The summer of 2022 was the hottest on record in Europe.

These exceptional temperatures have also led to the appearance of sea heat waves, excess heat in the water.

In Marseille, for example, the sea was up to 6°C warmer than normal for the season, all over an unprecedented period - locally, 150 cumulative days between April and October.

For underwater life, the consequences are dramatic.

>> Heat wave: in the seas and oceans too, species are suffocating

"It's a genocide"

Nicolas is a diving instructor in Marseille, mainly specialized in deep diving.

This year, he witnessed episodes of absolutely unprecedented water heat, with peaks of 28°C up to 28 m deep.

"A temperature increase of this order is no longer water, it's a lava flow," he worries.

Jean-Christophe, amateur diver, confirms.

On the first fifteen or twenty meters, all the gorgonians are now completely burned.

"It's the destruction of life: it made me think of the images we saw of the fires in Gironde", he says. 

What is a sea heat wave?

"For the Mediterranean we had never, in memory, seen such long periods with such high conditions," says oceanologist Nathaniel Bensoussan.

Marine heat waves are discrete and prolonged episodes of warming of the water - minimum five days above the temperature threshold defined from the seasonal normals established over thirty years.

Several factors cause them: the conjunction of strong sunshine, light wind conditions and, in the case of the Mediterranean, the absence of tides.

A disturbance such that the western part of this semi-enclosed sea was warmer at certain times of the summer than the eastern part. 

The impact of marine heat waves on Mediterranean biodiversity

Jean-Pierre Gattuso is director of research at the National Center for Scientific Research (CNRS) in Villefranche-sur-mer.

He participated in a vast European study, published last July, on marine heat waves between 2015 and 2019. His conclusion: each area of ​​the Mediterranean was affected, each year, by at least one marine heat wave.

Each of these marine heat waves has been associated with episodes of massive plant and animal mortality.

Among the most affected species: gorgonians and corals.

The fish themselves have the possibility of escaping to depths where they find a little freshness. 

"The Mediterranean Sea will not be a dead sea in the future, but it will be very different from what we have known", concludes Jean-Pierre Gattuso. 

The appearance of introduced species

But some researchers see sea heat waves, as impressive as they are, as an epiphenomenon.

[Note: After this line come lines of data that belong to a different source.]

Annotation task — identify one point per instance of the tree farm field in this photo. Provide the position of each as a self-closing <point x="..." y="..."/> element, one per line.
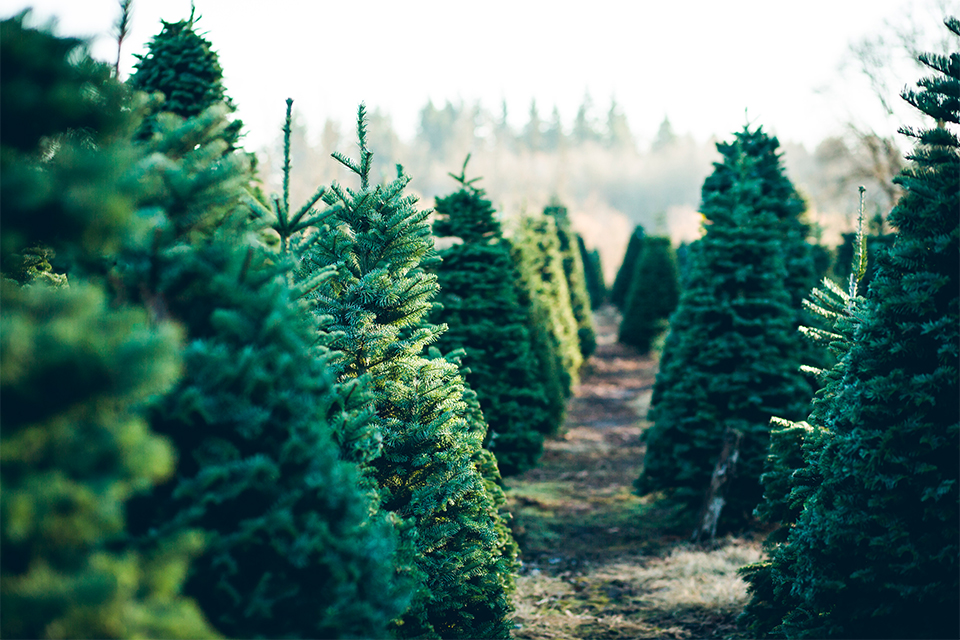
<point x="599" y="561"/>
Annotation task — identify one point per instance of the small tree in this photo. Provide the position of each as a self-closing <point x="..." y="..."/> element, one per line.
<point x="653" y="295"/>
<point x="730" y="362"/>
<point x="871" y="548"/>
<point x="430" y="467"/>
<point x="75" y="369"/>
<point x="573" y="269"/>
<point x="481" y="308"/>
<point x="621" y="284"/>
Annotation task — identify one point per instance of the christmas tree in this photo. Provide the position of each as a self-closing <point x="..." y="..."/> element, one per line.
<point x="430" y="468"/>
<point x="653" y="296"/>
<point x="871" y="550"/>
<point x="77" y="369"/>
<point x="481" y="308"/>
<point x="730" y="360"/>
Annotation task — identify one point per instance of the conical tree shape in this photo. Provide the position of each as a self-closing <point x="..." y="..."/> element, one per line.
<point x="76" y="369"/>
<point x="874" y="551"/>
<point x="293" y="550"/>
<point x="576" y="279"/>
<point x="621" y="284"/>
<point x="729" y="363"/>
<point x="182" y="65"/>
<point x="593" y="273"/>
<point x="427" y="469"/>
<point x="481" y="308"/>
<point x="654" y="293"/>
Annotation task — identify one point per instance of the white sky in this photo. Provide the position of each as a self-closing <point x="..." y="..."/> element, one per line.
<point x="700" y="62"/>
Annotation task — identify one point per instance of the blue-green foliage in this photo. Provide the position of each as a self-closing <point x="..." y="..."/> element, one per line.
<point x="431" y="468"/>
<point x="75" y="367"/>
<point x="870" y="548"/>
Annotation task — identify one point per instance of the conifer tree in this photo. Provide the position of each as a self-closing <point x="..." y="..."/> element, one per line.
<point x="730" y="361"/>
<point x="75" y="369"/>
<point x="621" y="284"/>
<point x="536" y="251"/>
<point x="576" y="279"/>
<point x="182" y="65"/>
<point x="430" y="468"/>
<point x="295" y="544"/>
<point x="653" y="296"/>
<point x="871" y="549"/>
<point x="593" y="273"/>
<point x="481" y="308"/>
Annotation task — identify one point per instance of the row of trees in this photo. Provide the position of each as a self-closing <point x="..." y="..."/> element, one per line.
<point x="864" y="483"/>
<point x="227" y="416"/>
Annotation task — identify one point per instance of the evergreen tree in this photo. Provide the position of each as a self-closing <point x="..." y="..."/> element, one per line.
<point x="431" y="468"/>
<point x="653" y="295"/>
<point x="871" y="549"/>
<point x="181" y="64"/>
<point x="76" y="370"/>
<point x="730" y="361"/>
<point x="573" y="269"/>
<point x="593" y="274"/>
<point x="536" y="251"/>
<point x="481" y="308"/>
<point x="296" y="547"/>
<point x="621" y="284"/>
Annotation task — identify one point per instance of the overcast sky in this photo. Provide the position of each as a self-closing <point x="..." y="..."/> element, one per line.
<point x="699" y="62"/>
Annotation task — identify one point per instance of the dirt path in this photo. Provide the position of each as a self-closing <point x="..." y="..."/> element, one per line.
<point x="600" y="562"/>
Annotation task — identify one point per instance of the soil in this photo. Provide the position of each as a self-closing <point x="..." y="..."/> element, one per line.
<point x="598" y="560"/>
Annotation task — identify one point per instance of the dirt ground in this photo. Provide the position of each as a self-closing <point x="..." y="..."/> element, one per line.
<point x="598" y="561"/>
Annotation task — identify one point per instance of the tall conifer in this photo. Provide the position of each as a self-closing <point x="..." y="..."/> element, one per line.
<point x="431" y="465"/>
<point x="481" y="308"/>
<point x="730" y="361"/>
<point x="874" y="552"/>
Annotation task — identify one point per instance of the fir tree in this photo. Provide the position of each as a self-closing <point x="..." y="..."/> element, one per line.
<point x="481" y="308"/>
<point x="536" y="251"/>
<point x="182" y="65"/>
<point x="76" y="369"/>
<point x="730" y="361"/>
<point x="653" y="295"/>
<point x="576" y="279"/>
<point x="621" y="284"/>
<point x="593" y="273"/>
<point x="431" y="469"/>
<point x="296" y="547"/>
<point x="871" y="550"/>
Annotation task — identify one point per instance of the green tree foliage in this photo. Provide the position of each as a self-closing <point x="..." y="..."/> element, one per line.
<point x="730" y="360"/>
<point x="593" y="274"/>
<point x="77" y="369"/>
<point x="653" y="296"/>
<point x="574" y="271"/>
<point x="481" y="308"/>
<point x="871" y="549"/>
<point x="293" y="550"/>
<point x="181" y="64"/>
<point x="431" y="467"/>
<point x="621" y="284"/>
<point x="536" y="251"/>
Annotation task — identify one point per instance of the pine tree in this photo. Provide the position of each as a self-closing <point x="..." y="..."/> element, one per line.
<point x="573" y="269"/>
<point x="593" y="273"/>
<point x="621" y="284"/>
<point x="76" y="369"/>
<point x="431" y="469"/>
<point x="296" y="547"/>
<point x="653" y="296"/>
<point x="730" y="361"/>
<point x="536" y="251"/>
<point x="872" y="550"/>
<point x="182" y="65"/>
<point x="481" y="308"/>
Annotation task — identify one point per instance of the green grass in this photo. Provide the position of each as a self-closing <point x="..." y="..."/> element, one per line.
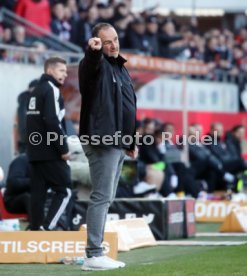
<point x="159" y="260"/>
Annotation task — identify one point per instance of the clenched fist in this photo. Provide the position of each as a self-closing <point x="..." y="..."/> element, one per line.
<point x="95" y="43"/>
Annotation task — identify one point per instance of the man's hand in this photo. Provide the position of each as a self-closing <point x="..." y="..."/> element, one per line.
<point x="95" y="43"/>
<point x="66" y="156"/>
<point x="132" y="153"/>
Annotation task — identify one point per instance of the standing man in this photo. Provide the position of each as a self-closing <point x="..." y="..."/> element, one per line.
<point x="47" y="147"/>
<point x="108" y="109"/>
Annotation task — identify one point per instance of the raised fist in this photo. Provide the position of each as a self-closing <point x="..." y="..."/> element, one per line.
<point x="95" y="43"/>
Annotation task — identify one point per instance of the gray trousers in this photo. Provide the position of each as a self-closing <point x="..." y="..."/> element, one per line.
<point x="105" y="165"/>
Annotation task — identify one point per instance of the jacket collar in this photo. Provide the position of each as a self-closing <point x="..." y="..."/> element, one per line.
<point x="46" y="77"/>
<point x="119" y="60"/>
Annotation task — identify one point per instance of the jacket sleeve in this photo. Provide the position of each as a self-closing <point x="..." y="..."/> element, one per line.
<point x="53" y="123"/>
<point x="89" y="67"/>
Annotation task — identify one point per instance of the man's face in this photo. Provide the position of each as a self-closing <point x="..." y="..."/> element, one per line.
<point x="110" y="42"/>
<point x="58" y="72"/>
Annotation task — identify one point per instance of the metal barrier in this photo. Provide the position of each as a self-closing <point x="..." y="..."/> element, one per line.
<point x="17" y="54"/>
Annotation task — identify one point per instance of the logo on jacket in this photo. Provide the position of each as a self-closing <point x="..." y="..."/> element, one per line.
<point x="32" y="103"/>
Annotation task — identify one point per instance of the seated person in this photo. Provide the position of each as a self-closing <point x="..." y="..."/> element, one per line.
<point x="231" y="163"/>
<point x="17" y="192"/>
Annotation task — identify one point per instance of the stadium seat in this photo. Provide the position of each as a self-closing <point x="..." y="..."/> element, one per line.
<point x="4" y="214"/>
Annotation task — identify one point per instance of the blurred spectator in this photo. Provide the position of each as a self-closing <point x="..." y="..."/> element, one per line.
<point x="106" y="12"/>
<point x="19" y="36"/>
<point x="234" y="138"/>
<point x="153" y="156"/>
<point x="187" y="183"/>
<point x="22" y="100"/>
<point x="39" y="56"/>
<point x="170" y="43"/>
<point x="205" y="166"/>
<point x="231" y="164"/>
<point x="152" y="35"/>
<point x="36" y="11"/>
<point x="17" y="193"/>
<point x="8" y="4"/>
<point x="136" y="38"/>
<point x="59" y="24"/>
<point x="88" y="18"/>
<point x="148" y="126"/>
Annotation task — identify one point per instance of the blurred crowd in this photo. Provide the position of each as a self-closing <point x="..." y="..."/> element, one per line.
<point x="146" y="32"/>
<point x="193" y="164"/>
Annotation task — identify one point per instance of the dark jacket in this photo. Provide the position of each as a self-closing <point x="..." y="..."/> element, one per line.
<point x="200" y="153"/>
<point x="101" y="91"/>
<point x="18" y="179"/>
<point x="234" y="147"/>
<point x="45" y="114"/>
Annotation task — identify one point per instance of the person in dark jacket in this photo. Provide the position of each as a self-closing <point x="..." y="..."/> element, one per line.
<point x="108" y="108"/>
<point x="17" y="192"/>
<point x="233" y="142"/>
<point x="21" y="115"/>
<point x="47" y="147"/>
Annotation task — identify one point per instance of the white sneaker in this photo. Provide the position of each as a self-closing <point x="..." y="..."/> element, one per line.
<point x="101" y="263"/>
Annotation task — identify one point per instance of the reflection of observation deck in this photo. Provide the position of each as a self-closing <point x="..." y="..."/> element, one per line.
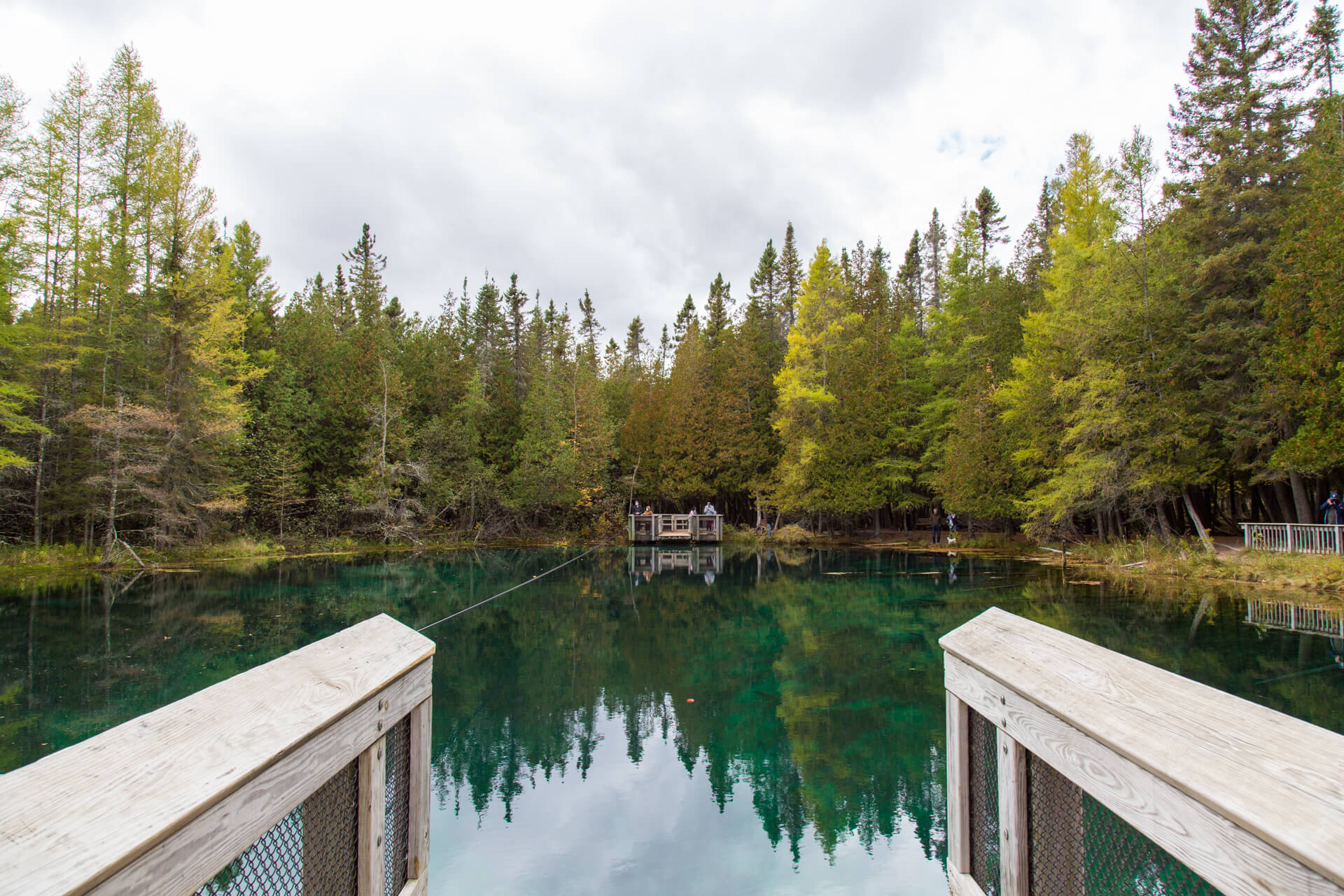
<point x="1275" y="614"/>
<point x="690" y="561"/>
<point x="675" y="527"/>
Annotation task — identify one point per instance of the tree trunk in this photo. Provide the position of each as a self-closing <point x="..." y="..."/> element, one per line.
<point x="111" y="538"/>
<point x="1199" y="527"/>
<point x="1300" y="498"/>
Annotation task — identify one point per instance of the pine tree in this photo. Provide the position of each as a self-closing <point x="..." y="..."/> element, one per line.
<point x="764" y="285"/>
<point x="1323" y="45"/>
<point x="790" y="277"/>
<point x="990" y="223"/>
<point x="685" y="320"/>
<point x="1323" y="52"/>
<point x="342" y="305"/>
<point x="1032" y="255"/>
<point x="589" y="330"/>
<point x="1233" y="140"/>
<point x="368" y="290"/>
<point x="254" y="289"/>
<point x="717" y="312"/>
<point x="635" y="343"/>
<point x="934" y="255"/>
<point x="910" y="284"/>
<point x="127" y="133"/>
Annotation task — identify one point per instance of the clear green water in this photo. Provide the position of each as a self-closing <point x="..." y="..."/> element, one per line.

This is the case of Thierry Thibaud, professor of marine ecology at Aix-Marseille University.

For him, there is much more worrying.

From the creek of Cannelongue, where he dives regularly, he shows us the enemy: a brown seaweed, which in theory has nothing to do here, but which abounds.

The warming of the Mediterranean is indeed favoring the appearance of new species in areas further north, which is endangering the ecosystems in a lasting and perhaps irremediable way.

Thierry Thibaud notably tracks "transformer" algae species, which will completely change their new habitat.

“We know very well the impacts that there were in the eastern Mediterranean a few years ago and that we will have here soon,” laments the researcher.

And the diver researcher concludes: "It's the global problem of global warming. The only thing we can do is still preserve habitats that are not impacted. But it's a global effort that must be undertaken, otherwise nothing can be done".